Scotch whisky exports grew strongly in the first half of this year as demand rose in both mature and emerging markets, according to industry figures. The Scotch Whisky Association (SWA) said the value of exports rose by 11% to almost £2bn, while the volume of shipments was up 9% on last year to more than 560 million bottles. There was strong growth in mature markets such as the US and France.
Demand also grew in emerging economies such as South Africa and South America. The US remained the biggest market by value, increasing by 29% on the same period last year to reach £391m. It was followed by France which saw exports grow by 6% to £199m and Singapore which jumped by 19% to £174m. Direct exports to Poland reached £20m and are now almost 10 times greater than in 2004 when the country joined the European Union.
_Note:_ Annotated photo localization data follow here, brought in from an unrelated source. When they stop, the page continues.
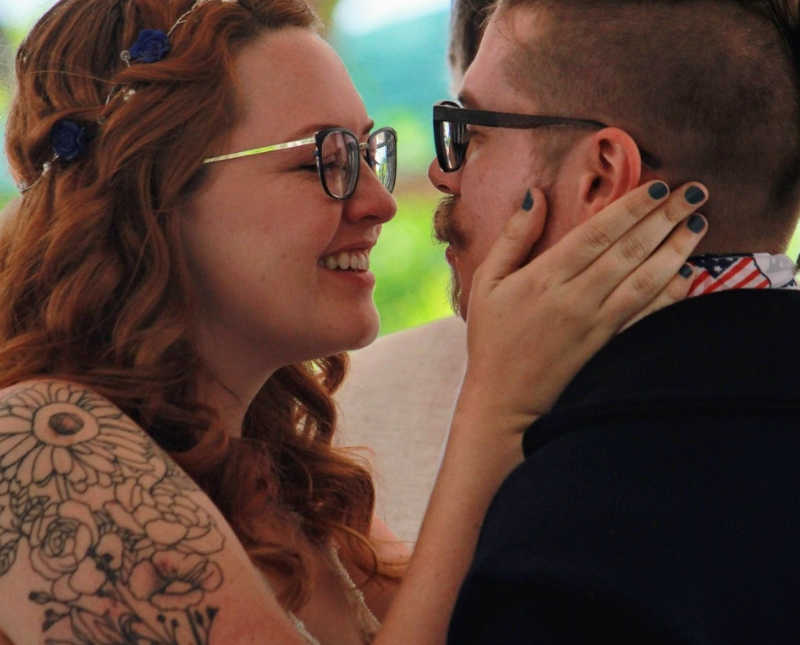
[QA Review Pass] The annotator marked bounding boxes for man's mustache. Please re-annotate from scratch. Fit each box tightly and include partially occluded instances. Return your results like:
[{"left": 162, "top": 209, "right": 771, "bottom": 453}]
[
  {"left": 432, "top": 195, "right": 465, "bottom": 315},
  {"left": 433, "top": 195, "right": 467, "bottom": 249}
]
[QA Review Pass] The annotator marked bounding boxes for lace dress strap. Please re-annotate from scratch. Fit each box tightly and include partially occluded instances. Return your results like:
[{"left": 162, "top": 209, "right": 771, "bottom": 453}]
[
  {"left": 283, "top": 543, "right": 381, "bottom": 644},
  {"left": 326, "top": 544, "right": 381, "bottom": 641},
  {"left": 287, "top": 611, "right": 322, "bottom": 645}
]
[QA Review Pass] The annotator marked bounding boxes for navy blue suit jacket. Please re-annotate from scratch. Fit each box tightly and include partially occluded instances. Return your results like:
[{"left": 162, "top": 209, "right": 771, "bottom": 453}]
[{"left": 449, "top": 290, "right": 800, "bottom": 644}]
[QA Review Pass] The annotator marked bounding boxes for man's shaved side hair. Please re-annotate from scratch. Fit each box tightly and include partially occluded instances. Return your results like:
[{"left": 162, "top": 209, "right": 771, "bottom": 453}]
[
  {"left": 448, "top": 0, "right": 496, "bottom": 82},
  {"left": 497, "top": 0, "right": 800, "bottom": 252}
]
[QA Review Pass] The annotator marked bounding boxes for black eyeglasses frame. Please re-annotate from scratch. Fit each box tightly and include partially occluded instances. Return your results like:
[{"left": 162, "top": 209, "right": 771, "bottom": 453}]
[
  {"left": 433, "top": 100, "right": 661, "bottom": 172},
  {"left": 314, "top": 126, "right": 398, "bottom": 200}
]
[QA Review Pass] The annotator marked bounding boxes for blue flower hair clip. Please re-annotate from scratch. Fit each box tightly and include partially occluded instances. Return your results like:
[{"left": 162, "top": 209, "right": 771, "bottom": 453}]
[
  {"left": 120, "top": 29, "right": 171, "bottom": 65},
  {"left": 51, "top": 119, "right": 90, "bottom": 162},
  {"left": 21, "top": 1, "right": 238, "bottom": 194},
  {"left": 119, "top": 1, "right": 238, "bottom": 67},
  {"left": 18, "top": 119, "right": 90, "bottom": 193}
]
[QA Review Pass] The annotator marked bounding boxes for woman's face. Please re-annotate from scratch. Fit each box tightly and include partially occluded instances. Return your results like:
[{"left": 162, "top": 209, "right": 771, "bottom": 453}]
[{"left": 182, "top": 28, "right": 396, "bottom": 378}]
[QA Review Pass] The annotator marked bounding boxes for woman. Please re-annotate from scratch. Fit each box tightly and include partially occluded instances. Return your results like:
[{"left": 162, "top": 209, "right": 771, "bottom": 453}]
[{"left": 0, "top": 0, "right": 707, "bottom": 643}]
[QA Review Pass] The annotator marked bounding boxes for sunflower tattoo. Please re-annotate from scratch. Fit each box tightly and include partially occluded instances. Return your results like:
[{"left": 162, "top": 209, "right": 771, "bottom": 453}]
[{"left": 0, "top": 382, "right": 225, "bottom": 644}]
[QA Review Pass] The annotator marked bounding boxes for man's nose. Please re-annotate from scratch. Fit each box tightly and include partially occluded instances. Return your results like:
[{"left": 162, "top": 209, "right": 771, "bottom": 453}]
[{"left": 428, "top": 158, "right": 459, "bottom": 195}]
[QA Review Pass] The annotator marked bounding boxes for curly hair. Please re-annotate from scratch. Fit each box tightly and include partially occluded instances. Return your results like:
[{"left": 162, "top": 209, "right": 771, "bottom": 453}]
[{"left": 2, "top": 0, "right": 394, "bottom": 611}]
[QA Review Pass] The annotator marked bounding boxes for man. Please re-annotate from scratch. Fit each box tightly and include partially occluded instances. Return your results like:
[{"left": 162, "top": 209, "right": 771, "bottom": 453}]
[
  {"left": 334, "top": 0, "right": 494, "bottom": 543},
  {"left": 429, "top": 1, "right": 800, "bottom": 642}
]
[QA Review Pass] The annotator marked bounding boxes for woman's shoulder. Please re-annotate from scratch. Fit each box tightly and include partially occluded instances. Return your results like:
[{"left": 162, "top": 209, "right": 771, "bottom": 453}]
[
  {"left": 0, "top": 377, "right": 140, "bottom": 441},
  {"left": 0, "top": 378, "right": 309, "bottom": 644},
  {"left": 0, "top": 379, "right": 161, "bottom": 489}
]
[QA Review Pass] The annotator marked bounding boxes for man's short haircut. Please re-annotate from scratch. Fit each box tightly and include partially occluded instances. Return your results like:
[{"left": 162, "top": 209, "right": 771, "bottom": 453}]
[
  {"left": 496, "top": 0, "right": 800, "bottom": 252},
  {"left": 449, "top": 0, "right": 497, "bottom": 79}
]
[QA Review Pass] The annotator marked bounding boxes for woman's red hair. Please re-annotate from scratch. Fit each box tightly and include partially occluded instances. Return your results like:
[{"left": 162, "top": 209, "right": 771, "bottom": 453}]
[{"left": 2, "top": 0, "right": 395, "bottom": 610}]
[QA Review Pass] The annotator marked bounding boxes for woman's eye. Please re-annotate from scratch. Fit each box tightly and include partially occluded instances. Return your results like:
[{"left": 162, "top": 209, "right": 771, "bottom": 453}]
[
  {"left": 299, "top": 163, "right": 318, "bottom": 172},
  {"left": 319, "top": 158, "right": 341, "bottom": 172}
]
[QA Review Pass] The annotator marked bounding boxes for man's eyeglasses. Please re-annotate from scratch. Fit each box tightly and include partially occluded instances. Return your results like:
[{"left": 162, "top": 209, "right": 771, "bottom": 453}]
[
  {"left": 203, "top": 126, "right": 398, "bottom": 200},
  {"left": 433, "top": 100, "right": 661, "bottom": 172}
]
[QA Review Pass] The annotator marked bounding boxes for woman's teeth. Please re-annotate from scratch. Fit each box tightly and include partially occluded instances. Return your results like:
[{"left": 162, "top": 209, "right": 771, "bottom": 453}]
[{"left": 320, "top": 251, "right": 370, "bottom": 271}]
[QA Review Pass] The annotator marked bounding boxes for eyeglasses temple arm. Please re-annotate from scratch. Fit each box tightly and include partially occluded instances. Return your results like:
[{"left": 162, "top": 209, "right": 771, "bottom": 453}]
[
  {"left": 203, "top": 136, "right": 317, "bottom": 164},
  {"left": 434, "top": 105, "right": 662, "bottom": 169}
]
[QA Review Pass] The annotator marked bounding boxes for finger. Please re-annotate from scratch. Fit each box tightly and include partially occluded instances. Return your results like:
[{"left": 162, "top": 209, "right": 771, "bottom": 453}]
[
  {"left": 477, "top": 188, "right": 547, "bottom": 284},
  {"left": 599, "top": 212, "right": 708, "bottom": 330},
  {"left": 544, "top": 180, "right": 674, "bottom": 281},
  {"left": 567, "top": 182, "right": 708, "bottom": 303}
]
Exports to South Africa rose by 19%, to £65m, making it the seventh biggest overseas market for Scotch whisky. There was rapid growth across South and Central America, with Mexico seeing a 67% increase in exports, to £54m. Brazil recorded growth of 42% to reach £49m. SWA chief executive Gavin Hewitt said: “Demand for Scotch whisky from mature and emerging markets around the world grew strongly in the first half of this year after a slow start in 2012.
“While these figures provide a snapshot of what is happening with exports, the industry is confident this expansion will continue. “Significant new investment in the industry in Scotland by Scotch Whisky producers reflects the belief that growth will be sustainable.”